How to Expose a Service in Wiredoor

There are two main ways to register services with Wiredoor: through the dashboard or using the CLI.

With the Dashboard

You can log into the web interface and add services with just a few fields: name, domain, port, protocol. Wiredoor handles the heavy lifting—routing, certificates, and reverse proxy setup happen automatically.

Using the CLI

For automation or scripting, the CLI is the better option. For example, to expose a local HTTP app on port 3000:

wiredoor http my-app --domain myapp.example.com --port 3000

You may be required to tologin via:

wiredoor login --url https://your-wiredoor-ip-or-domain

Managing and Monitoring

Once services are live, you can use Wiredoor’s interface or CLI to check their status, tail logs, or make changes. If anything breaks, built-in logging and connection health info will help you troubleshoot fast.
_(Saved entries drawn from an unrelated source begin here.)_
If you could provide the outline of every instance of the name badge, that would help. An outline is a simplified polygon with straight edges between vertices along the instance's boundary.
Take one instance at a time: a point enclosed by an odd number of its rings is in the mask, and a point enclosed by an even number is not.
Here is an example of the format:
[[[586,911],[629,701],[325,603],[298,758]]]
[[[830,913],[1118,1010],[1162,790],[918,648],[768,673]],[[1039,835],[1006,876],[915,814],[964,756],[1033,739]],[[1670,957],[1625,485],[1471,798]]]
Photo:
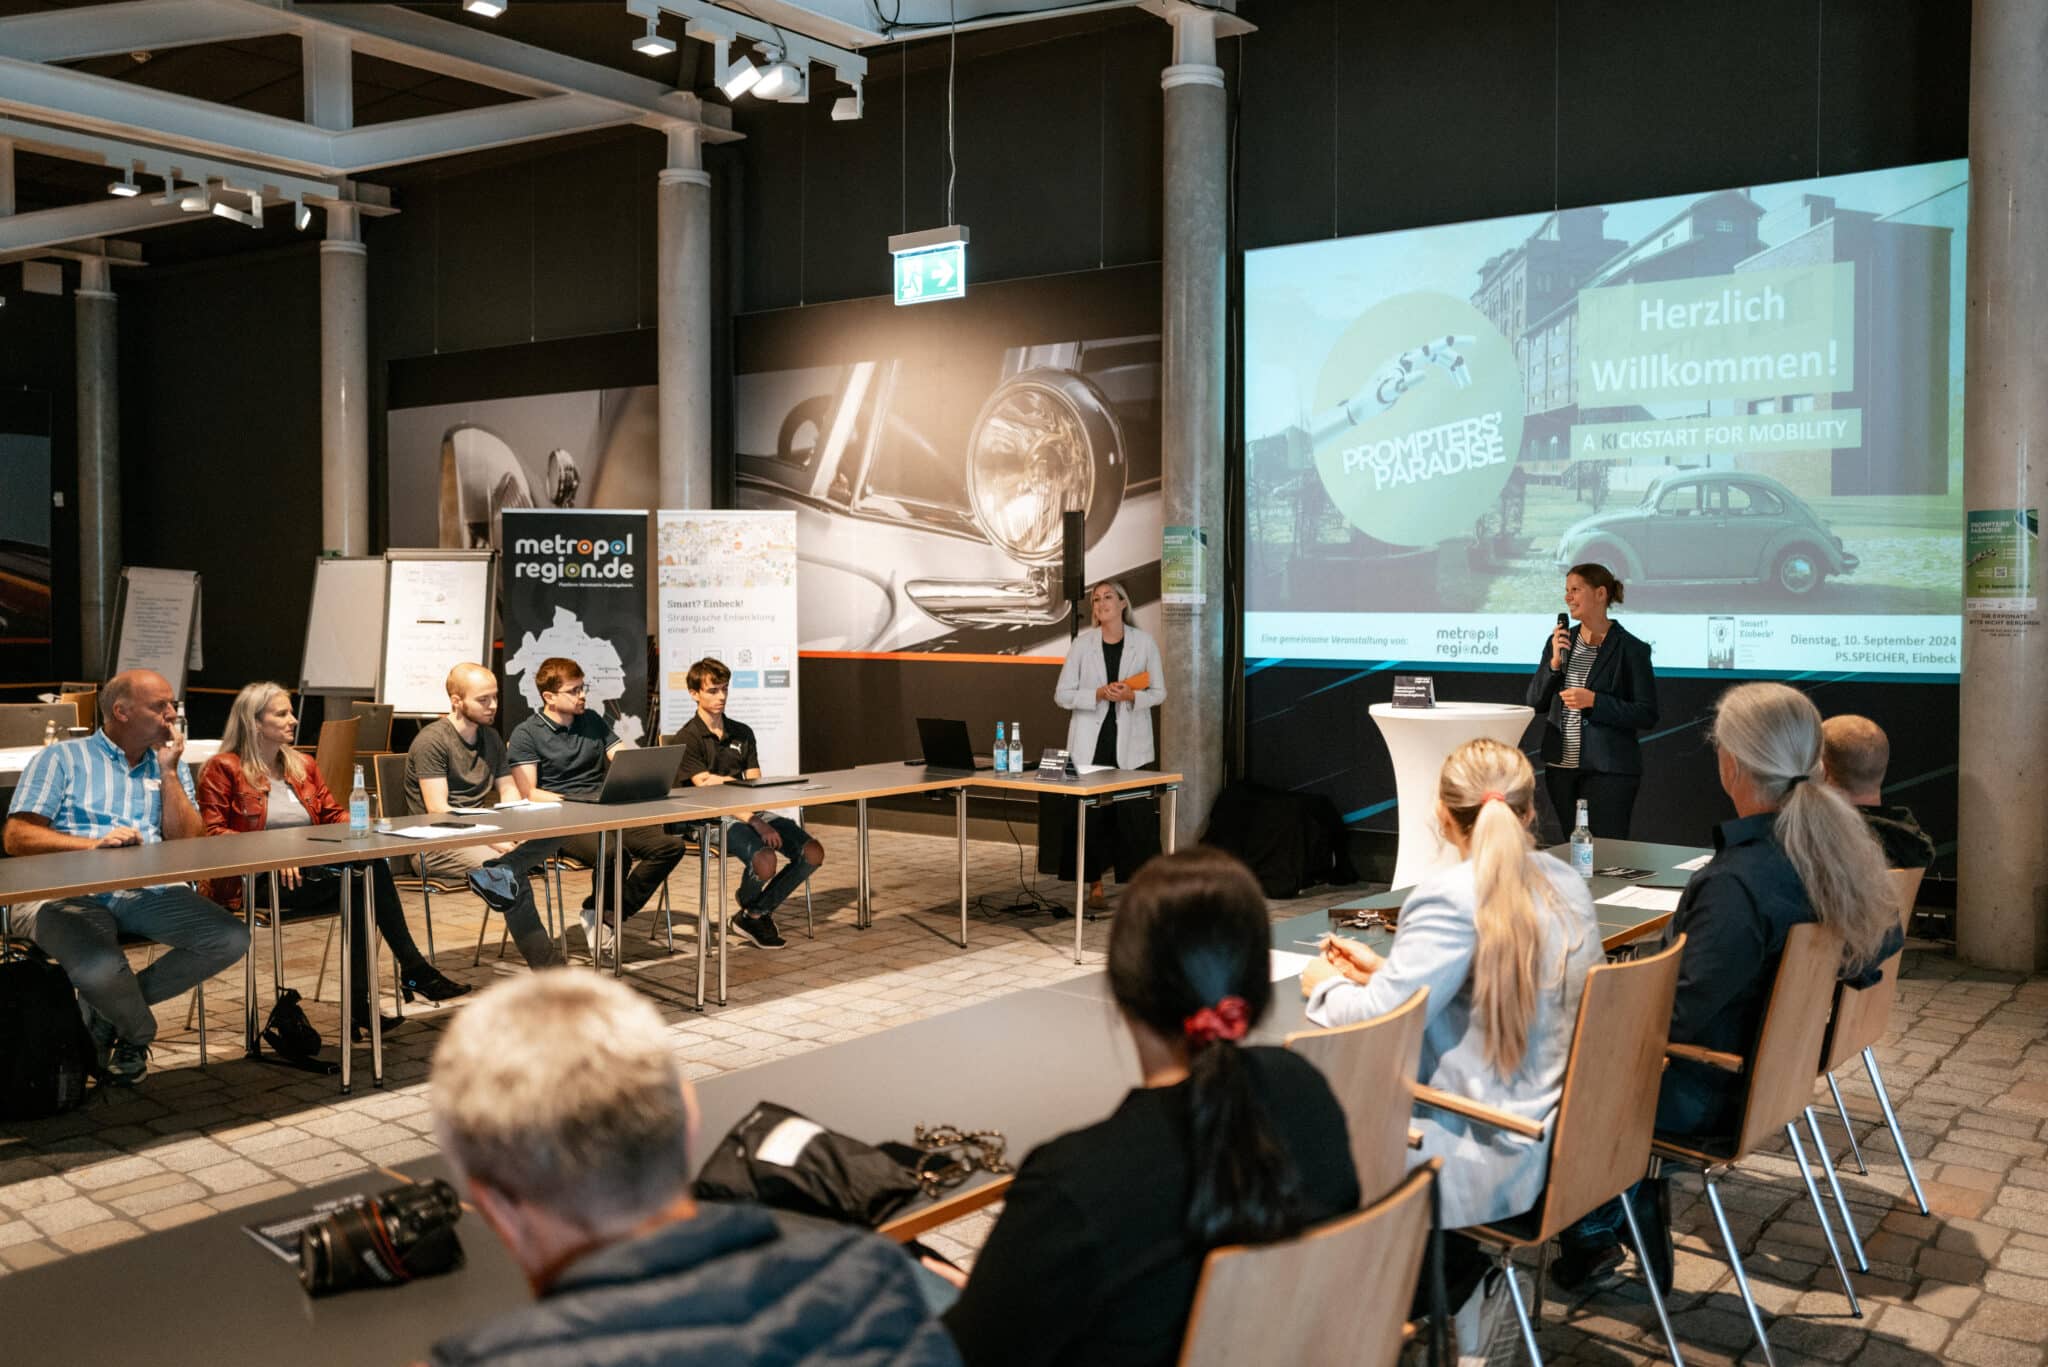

Comparisons: Wiredoor vs Ngrok vs Cloudflare Tunnel vs Traditional Reverse Proxy

When it comes to exposing internal services, several tools are commonly used—but each comes with trade-offs. Here's how Wiredoor compares:

Conclusion

Wiredoor makes securely exposing internal services simple and efficient without the need for complex infrastructure. With its lightweight design and self-hosted approach, it’s a great solution for anyone looking to maintain control while safely connecting private networks to the internet.